数据结构与算法分析A Lab 6 F题题解

# Description

Hong likes game very much. He wants to play a game with you.

There is a tree with N nodes. Node 1 is the root. Each node is colored black or white.

Each turn, the player should choose a black node and change it to white. After that, he can choose its any number of the proper ancestors and change their color. The one who cannot find a black node at the tree in his turn, he lose the game.

Hong is good at the game, so he let you take the first turn. Hong will always find the optimal solution. He wants to know if you can win the game.

# Input

The first line will be an integer T (1≤T≤100), which is the number of test cases.

For each test data:

The first line contains one integer N (1≤N≤10000) — the number of the nodes.

The second line contains N integers w1…wn {0, 1}, wi = 1 means node i is black. Otherwise node i is white.

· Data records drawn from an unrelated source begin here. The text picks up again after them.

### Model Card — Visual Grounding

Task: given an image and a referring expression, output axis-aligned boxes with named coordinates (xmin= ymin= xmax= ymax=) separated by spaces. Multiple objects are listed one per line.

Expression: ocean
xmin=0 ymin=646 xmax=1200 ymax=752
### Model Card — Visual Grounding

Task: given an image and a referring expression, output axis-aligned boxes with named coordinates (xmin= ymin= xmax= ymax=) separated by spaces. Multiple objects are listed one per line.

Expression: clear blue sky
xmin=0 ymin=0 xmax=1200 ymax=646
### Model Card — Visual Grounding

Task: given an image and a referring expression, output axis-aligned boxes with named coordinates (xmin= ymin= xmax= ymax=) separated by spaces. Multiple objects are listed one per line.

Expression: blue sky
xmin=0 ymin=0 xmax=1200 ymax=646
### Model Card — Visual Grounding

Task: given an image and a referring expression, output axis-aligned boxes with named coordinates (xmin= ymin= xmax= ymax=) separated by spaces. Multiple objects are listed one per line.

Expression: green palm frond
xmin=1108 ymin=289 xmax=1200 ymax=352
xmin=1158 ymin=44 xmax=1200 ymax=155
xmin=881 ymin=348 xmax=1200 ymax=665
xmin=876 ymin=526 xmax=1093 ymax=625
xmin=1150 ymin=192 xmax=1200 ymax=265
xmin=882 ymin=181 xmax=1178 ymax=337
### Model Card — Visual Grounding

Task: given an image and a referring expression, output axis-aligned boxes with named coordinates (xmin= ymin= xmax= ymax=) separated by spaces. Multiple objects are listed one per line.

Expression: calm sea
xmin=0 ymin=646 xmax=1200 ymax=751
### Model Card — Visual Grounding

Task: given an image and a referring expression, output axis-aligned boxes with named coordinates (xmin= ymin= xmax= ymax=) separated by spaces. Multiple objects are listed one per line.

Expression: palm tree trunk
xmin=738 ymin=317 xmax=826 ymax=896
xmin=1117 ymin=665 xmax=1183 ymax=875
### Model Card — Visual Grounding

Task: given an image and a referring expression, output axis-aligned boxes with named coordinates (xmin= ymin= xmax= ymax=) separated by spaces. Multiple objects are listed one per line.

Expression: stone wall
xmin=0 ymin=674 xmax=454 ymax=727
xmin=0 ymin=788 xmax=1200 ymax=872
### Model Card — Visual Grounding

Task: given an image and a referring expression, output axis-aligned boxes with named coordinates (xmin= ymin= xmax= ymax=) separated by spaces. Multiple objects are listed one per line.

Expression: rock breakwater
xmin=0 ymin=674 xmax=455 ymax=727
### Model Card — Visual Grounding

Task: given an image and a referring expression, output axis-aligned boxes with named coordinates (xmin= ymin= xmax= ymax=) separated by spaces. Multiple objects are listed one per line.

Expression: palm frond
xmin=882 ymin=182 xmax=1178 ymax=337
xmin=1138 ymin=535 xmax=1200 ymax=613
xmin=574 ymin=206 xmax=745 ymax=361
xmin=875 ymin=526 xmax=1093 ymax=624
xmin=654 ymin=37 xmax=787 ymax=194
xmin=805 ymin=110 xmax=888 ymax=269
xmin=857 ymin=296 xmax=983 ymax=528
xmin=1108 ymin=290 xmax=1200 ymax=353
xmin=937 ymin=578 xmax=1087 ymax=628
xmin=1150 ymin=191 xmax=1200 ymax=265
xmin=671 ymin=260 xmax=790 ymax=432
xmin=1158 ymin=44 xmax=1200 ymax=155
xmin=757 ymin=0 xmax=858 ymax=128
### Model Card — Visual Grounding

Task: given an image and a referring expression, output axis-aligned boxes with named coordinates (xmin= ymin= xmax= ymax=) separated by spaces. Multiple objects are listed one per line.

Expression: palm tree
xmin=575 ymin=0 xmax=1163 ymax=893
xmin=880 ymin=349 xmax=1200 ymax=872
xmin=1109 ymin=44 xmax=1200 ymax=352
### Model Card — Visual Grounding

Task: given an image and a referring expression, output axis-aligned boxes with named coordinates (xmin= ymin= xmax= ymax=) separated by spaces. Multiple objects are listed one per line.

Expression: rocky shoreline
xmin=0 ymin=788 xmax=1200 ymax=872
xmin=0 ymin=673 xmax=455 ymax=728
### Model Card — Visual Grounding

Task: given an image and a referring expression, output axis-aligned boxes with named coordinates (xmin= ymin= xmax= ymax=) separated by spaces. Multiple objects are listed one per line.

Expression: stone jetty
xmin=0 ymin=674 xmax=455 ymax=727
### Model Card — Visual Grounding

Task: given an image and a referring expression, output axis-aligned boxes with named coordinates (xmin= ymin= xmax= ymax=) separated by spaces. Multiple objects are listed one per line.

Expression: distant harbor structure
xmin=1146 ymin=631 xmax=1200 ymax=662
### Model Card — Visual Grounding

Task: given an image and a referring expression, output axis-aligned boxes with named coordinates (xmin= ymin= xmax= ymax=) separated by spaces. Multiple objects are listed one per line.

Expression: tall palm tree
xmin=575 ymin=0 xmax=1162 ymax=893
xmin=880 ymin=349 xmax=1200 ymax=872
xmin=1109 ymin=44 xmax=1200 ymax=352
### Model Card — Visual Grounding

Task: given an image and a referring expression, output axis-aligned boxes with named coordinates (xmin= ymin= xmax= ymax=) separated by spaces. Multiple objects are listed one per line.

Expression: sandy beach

Each of the next N - 1 lines contain two integers a and b, which means there is an edge between node a and b.

# Output

For each teat case, if you can win, print “YES”; Otherwise, print “NO”.

# Sample Input

1
2
1 0
1 2

# Sample Output

YES

# 思路

题意就是给出一棵树，一开始所有节点都是黑色。A和B轮流选择一个黑点把它变成白色，并把它的任意祖先的颜色反转。无法操作者输。

# Solution

# Code

#include <cstdio>
#include <cstring>
#include <algorithm>
using namespace std;
const int N = 1e5 + 10;
struct Edge
{
    int to, next;
} edge[N];
int head[N], cnt = 0;
void insert(int u, int v)
{
    edge[++cnt] = (Edge){v, head[u]};
    head[u] = cnt;
}
int c[N], ct[N], dep;
void dfs(int now, int fa, int k)
{
    if (c[now] == 1)
        ++ct[k];
    if (k > dep)
        dep = k;
    for (int i = head[now]; i; i = edge[i].next)
    {
        int v = edge[i].to;
        if (v == fa)
            continue;
        dfs(v, now, k + 1);
    }
}
void solve()
{
    memset(head, 0, sizeof head); cnt = 0;
    memset(ct, 0, sizeof ct); dep = 0;
    int n; 
    scanf("%d", &n);
    for (int i = 1; i <= n; ++i)
        scanf("%d", c + i);
    for (int i = 1; i < n; ++i)
    {
        int u, v;
        scanf("%d%d", &u, &v);
        insert(u, v);
        insert(v, u);
    }
    dfs(1, 0, 1);
    bool ans = false;
    for (int i = 1; i <= dep; ++i)
        if (ct[i] & 1)
            ans = true;
    puts(ans ? "YES" : "NO");
}
int main()
{
    int T; scanf("%d", &T);
    while (T--)
        solve();
    return 0;
}